Friday, June 17, 2011

What is the difference between a mutex and a semaphore?

Okay. This is another common interview question. The one line answer to this question is:

"A mutex is a binary semaphore that can only be unlocked by the thread that locked it. It's primary purpose is to ensure single threaded access to a piece of code called the critical section. A semaphore, in contrast, is often used for cooperative signalling across threads, a feature that is explicitly disallowed by the construction of the mutex as a binary semaphore owned by the thread that locked it."

Here are a few of the points you should keep in mind:

Q1: What is a semaphore?
* A semaphore is a mechanism to convey events between two or more cooperating processes. Now what does this mean exactly?
In a typical multiprocessing machine, many processes are being timeshared on a single CPU. The degree to which computation will proceed in one process depends on how big a time slice it has been given by the OS CPU Scheduler. Thus, different processes will be at different stages of computation at any point of time. So, how do we coordinate across processes? We use semaphores to tell other processes that we've reached certain stages in our processing (via a sem_post) or to wait for other processes to tell us that they've reached certain well defined stages in their computation (via a sem_wait). These two major functions allow us to synchronize computation across process boundaries and this is the main function of a semaphore.

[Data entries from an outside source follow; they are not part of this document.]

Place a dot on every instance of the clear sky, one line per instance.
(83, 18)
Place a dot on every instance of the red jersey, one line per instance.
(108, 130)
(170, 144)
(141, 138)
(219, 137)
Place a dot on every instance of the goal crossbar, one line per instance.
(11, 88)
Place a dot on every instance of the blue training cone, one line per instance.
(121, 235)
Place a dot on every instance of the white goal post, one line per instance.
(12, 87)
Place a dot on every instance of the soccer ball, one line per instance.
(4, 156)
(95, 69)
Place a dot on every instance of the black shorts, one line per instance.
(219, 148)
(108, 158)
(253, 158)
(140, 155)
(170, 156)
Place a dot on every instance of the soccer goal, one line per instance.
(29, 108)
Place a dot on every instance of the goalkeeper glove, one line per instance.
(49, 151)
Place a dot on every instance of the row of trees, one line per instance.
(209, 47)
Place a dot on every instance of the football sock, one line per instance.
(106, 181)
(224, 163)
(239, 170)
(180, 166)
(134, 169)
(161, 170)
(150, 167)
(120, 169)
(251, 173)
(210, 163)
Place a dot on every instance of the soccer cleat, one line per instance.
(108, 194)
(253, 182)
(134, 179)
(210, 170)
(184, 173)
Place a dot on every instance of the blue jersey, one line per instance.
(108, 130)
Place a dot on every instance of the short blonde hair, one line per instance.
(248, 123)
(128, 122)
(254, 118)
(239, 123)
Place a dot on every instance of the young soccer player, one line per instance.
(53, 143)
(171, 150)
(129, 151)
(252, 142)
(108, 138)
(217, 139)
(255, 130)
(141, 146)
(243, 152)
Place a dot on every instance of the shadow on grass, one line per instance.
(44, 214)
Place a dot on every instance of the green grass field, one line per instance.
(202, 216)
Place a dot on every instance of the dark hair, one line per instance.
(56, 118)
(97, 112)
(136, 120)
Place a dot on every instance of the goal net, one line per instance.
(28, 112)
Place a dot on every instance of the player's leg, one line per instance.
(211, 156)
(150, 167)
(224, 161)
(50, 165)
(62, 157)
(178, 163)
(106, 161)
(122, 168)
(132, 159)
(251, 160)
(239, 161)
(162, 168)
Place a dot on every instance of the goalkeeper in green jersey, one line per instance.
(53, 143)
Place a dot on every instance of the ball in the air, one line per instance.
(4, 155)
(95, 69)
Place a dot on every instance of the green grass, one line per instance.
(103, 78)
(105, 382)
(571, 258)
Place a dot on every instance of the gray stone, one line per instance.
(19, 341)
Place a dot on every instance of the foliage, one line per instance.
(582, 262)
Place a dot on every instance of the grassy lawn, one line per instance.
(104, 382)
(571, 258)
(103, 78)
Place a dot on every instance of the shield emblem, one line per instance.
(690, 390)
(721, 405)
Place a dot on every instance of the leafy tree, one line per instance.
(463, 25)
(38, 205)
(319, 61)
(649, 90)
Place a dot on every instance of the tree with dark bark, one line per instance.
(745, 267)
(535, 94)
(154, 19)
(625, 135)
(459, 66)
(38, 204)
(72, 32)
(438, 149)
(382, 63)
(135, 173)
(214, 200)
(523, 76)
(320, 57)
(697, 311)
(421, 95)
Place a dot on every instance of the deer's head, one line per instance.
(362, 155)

Effectively, you can think of a semaphore as a click lock with many keys. Anybody who holds a key can open the lock. There can be multiple keys and multiple people can open the lock at any time. Anybody can lock the lock.

Q2: What is a mutex?
* A mutex is a mechanism to ensure mutual exclusion. In simple terms, this means that one and only 1 process will be allowed to execute a particular piece of code guarded by a mutex. This particular piece of code is called the critical section. A mutex has 2 major properties:
1. Only one of the cooperating processes gains access to the critical section.
2. Only the process that holds access to the critical section (called the owner of the mutex) can revoke its access to the critical section. (This is called ownership of the critical section or mutex).

Effectively, a mutex is the concept of a lock + owner. There is a lock and only 1 key. Whoever uses a key to open the lock is called the owner of the mutex. Only he can lock the lock or open it. Thus, there can be at max 1 person at any time in the locked room.

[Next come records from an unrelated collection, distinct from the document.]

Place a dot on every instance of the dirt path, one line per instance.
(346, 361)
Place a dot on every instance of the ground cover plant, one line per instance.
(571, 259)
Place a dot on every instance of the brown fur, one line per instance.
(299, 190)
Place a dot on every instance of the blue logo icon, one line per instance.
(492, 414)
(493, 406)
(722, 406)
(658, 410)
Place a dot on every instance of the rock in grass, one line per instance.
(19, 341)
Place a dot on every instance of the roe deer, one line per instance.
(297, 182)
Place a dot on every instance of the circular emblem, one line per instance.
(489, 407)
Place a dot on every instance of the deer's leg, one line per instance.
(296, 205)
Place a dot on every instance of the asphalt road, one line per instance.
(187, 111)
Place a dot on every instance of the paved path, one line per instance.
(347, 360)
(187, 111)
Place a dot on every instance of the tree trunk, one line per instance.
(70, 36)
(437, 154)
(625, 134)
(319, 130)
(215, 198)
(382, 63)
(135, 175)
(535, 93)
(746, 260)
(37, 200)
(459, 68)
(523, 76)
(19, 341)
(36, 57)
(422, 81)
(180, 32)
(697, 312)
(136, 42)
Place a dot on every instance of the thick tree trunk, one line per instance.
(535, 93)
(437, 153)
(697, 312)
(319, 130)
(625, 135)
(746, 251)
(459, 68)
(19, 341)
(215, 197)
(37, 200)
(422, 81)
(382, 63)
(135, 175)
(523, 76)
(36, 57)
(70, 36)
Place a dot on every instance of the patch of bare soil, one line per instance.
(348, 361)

By ensuring that no more than 1 process can ever own and release the mutex, mutual exclusion is ensured.

* A semaphore can be used to implement a mutex. This is possible if we associate the concept of an "owner" to a binary semaphore (a click lock with 1 key only). Look at the following pseudocode:

Global Initialization:
sem_init(&sem, 1); // Binary Semaphore (ensures that only 1 process can enter the Critical Section)
owner = 0; // No pid

Mutex Lock Code:
sem_wait(&sem);
owner = getpid();

// Critical Section

Mutex Unlock Code:
if (owner != getpid()) {
   abort(); // non-owner is trying to unlock the mutex. Invalid state - abort. (Ensures Mutual Exclusion)
}
sem_post(&sem);

Note how the unlock code verifies the owner of the lock and thus fulfills the function of a mutex. This is a requirement for ensuring that only the owner of the lock is able to unlock the code.

This is in sharp contrast to some other uses of a semaphore.
Consider the following example:

Global:
sem_init(&sem1, 1);
sem_init(&sem2, 0);

void f() {
  while(true) {
   sem_wait(&sem1);
   // CS1
   sem_post(&sem2);
  }
}

void g() {
  while(true) {
   sem_wait(&sem2);
   // CS2
   sem_post(&sem1);
  }
}

If f() and g() are 2 processes cooperating via the 2 semaphores, the way that the code is written ensures that the critical sections will be executed one after the other (CS1 - CS2 - CS1 - CS2 etc).
This example illustrates the fact that semaphores can be used to convey events between 2 cooperating processes. In this case, the events being conveyed are the completion of the critical sections of f() and g(). Also note that in this example, the process that waits on a semaphore isn't the one that is posting to the semaphore. This is a major difference between a semaphore and a mutex because a mutex is unable to achieve such a behaviour.

Q3: What are counting semaphores?
* Semaphores also come in a variety of flavours. One such flavour is called a counting semaphore. A counting semaphore is one that is able to allow more than one process to successfully wait on it. It lets through some "count" number of processes through sem_waits. This makes a counting semaphore more useful than a mutex - for example, it can be used to implement reader-writer locks or allow a fixed level of concurrency in a piece of code. Note that mutexes only allow for one process/thread in a critical section.

* Please remember that mutexes need to be acquired and released by the same thread. A request release a mutex currently held by another process should be treated as invalid code. This is different from the behaviour of a semaphore. A semaphore may be WAIT-ed upon by one thread/process and be POST-ed by another. This is usually by design. Otherwise mutual exclusion cannot be guaranteed in all cases.

I hope this makes the differences between semaphores and mutexes very clear. If you have any more doubts, just put in your questions in the comments!